Past as a matter of destiny, present simple arithmetic
The irony is palpable. Where once the walls heard the clang of freedom's anvil, now they echo with the more brittle clang of slogans. In Mahatma Gandhi's day, the Congress spoke for millions who had nothing but hope as their weapon. In today's Patna, the Congress speaks of alliances, seat-sharing, survival - the vocabulary of a diminished force. The past was a matter of destiny; the present, of arithmetic.
Yet to dismiss the pageantry as hollow would be to miss something essential about Indian politics, which thrives on the grammar of memory. By returning to Sadaqat Ashram, the Congress seeks to borrow gravitas, to stand in the shadow of giants, and to suggest that the struggle is not over - that freedom must be defended anew, whether against foreign rule then or majoritarian dominance of the ruling NDA now. History, in this telling, is less a record than a reservoir, a well into which slogans can be dipped for legitimacy.
Congress must remake the party before remaking the Nation
Still, the visitor to Sadaqat Ashram feels the dissonance. The neem trees, the crumbling walls, the air heavy with river mist, remind us that history does not repeat so much as it rhymes faintly. Mahatma Gandhi's India was unmade and remade in these spaces; today's Congress must first remake itself before it can claim to remake the nation.
Patna, once the crucible of revolution, now hosts a party struggling for relevance. The Congress of the 1940s could afford to debate the pace of freedom, the template of the idea of India; the Congress of 2025 must debate whether it can even find its footing. And so Sadaqat Ashram becomes both stage and metaphor - an ashram where freedom once took breath, and where now rhetoric tries to summon ghosts.
The question lingers in the misty courtyards: is this a rebirth, or merely a remembrance? In the stillness of Patna's autumn, it is hard to tell whether history is about to be written again, or whether it is simply being rehearsed.

Movement versus Memory
The table makes plain what the ashram's walls silently register: that Congress in 1940 was a movement carrying a nation on its shoulders, while in 2025 it is a party leaning on memory to steady its own steps.

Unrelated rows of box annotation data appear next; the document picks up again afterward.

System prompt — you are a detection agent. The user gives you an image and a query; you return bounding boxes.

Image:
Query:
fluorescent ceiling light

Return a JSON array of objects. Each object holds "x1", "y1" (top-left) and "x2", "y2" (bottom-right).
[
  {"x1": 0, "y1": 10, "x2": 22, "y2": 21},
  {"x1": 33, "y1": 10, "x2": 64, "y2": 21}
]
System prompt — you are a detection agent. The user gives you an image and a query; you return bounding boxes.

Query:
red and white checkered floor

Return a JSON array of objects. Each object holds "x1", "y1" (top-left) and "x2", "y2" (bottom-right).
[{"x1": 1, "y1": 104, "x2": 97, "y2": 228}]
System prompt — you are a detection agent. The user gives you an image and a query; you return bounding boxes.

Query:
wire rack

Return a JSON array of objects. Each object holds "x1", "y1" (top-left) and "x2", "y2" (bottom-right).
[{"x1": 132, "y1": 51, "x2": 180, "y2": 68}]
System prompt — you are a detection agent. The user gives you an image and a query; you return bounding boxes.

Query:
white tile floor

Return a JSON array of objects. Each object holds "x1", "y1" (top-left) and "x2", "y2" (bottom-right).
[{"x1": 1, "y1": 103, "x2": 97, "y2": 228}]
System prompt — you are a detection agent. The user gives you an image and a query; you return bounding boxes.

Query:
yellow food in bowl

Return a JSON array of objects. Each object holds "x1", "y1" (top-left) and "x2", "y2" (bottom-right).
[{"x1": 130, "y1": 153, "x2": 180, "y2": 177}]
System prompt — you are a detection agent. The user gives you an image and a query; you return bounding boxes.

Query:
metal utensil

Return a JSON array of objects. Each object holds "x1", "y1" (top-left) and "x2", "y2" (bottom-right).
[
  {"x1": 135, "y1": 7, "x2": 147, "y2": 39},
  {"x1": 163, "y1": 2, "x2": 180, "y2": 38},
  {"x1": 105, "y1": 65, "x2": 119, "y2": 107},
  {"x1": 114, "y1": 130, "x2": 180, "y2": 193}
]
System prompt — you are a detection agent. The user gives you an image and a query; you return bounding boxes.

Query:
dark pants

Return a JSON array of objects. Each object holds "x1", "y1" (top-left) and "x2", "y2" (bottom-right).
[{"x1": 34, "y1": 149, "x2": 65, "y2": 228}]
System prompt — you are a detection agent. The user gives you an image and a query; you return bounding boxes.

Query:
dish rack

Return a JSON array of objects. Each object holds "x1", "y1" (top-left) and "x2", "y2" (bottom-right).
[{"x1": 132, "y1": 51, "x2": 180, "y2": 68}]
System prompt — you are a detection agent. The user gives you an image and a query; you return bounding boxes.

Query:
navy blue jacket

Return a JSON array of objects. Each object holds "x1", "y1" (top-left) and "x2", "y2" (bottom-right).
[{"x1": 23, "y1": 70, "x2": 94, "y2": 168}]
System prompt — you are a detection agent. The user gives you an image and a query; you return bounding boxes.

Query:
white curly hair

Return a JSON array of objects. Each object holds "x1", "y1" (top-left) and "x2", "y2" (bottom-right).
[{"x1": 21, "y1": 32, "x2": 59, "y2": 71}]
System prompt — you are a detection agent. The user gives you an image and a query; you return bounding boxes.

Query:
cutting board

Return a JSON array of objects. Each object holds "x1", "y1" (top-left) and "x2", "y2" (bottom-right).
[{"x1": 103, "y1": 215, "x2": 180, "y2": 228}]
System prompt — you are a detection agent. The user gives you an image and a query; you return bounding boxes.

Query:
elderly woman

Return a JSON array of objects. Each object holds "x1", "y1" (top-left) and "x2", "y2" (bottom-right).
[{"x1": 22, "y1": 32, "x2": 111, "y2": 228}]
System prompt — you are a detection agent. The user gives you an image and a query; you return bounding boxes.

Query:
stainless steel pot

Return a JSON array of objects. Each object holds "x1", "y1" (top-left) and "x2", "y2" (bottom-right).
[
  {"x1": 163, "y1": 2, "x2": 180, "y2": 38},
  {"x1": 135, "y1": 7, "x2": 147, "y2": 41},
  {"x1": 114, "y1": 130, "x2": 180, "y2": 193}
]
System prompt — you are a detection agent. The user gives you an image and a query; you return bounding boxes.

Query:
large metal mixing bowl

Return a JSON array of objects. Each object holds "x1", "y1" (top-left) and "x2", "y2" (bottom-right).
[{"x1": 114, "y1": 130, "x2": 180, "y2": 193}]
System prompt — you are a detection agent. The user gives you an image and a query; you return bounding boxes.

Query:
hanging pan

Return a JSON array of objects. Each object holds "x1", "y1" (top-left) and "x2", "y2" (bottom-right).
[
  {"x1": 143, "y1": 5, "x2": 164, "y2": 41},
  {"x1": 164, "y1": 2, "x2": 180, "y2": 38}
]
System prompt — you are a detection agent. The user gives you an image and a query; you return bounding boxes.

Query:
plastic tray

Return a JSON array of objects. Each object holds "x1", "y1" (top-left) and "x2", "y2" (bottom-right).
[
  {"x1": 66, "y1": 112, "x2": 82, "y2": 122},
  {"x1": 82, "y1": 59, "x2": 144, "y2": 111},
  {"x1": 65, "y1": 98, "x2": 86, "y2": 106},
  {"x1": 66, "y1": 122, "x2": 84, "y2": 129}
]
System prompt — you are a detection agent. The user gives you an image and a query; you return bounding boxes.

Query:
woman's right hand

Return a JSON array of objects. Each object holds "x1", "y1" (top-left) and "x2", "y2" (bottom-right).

Then, the leaders spoke of sacrifice because power was still a dream; now, they speak of struggle because power has become a memory. The invocation of a "second freedom struggle" as spelt out by Krishna Allavaru, the Congress Party in charge in Bihar, underscores both the ambition and the irony of today's Congress-it seeks to revive itself by borrowing the aura of its past. But Bihar's electorate, more pragmatic than nostalgic, will weigh not the echoes of Maharma Gandhi's sandals in Patna's dust but the credibility of Congress's present offer. Sadaqat Ashram thus serves as both shrine and mirror: a place where history was once made, and where, in 2025, the question is whether history can be remade-or only remembered.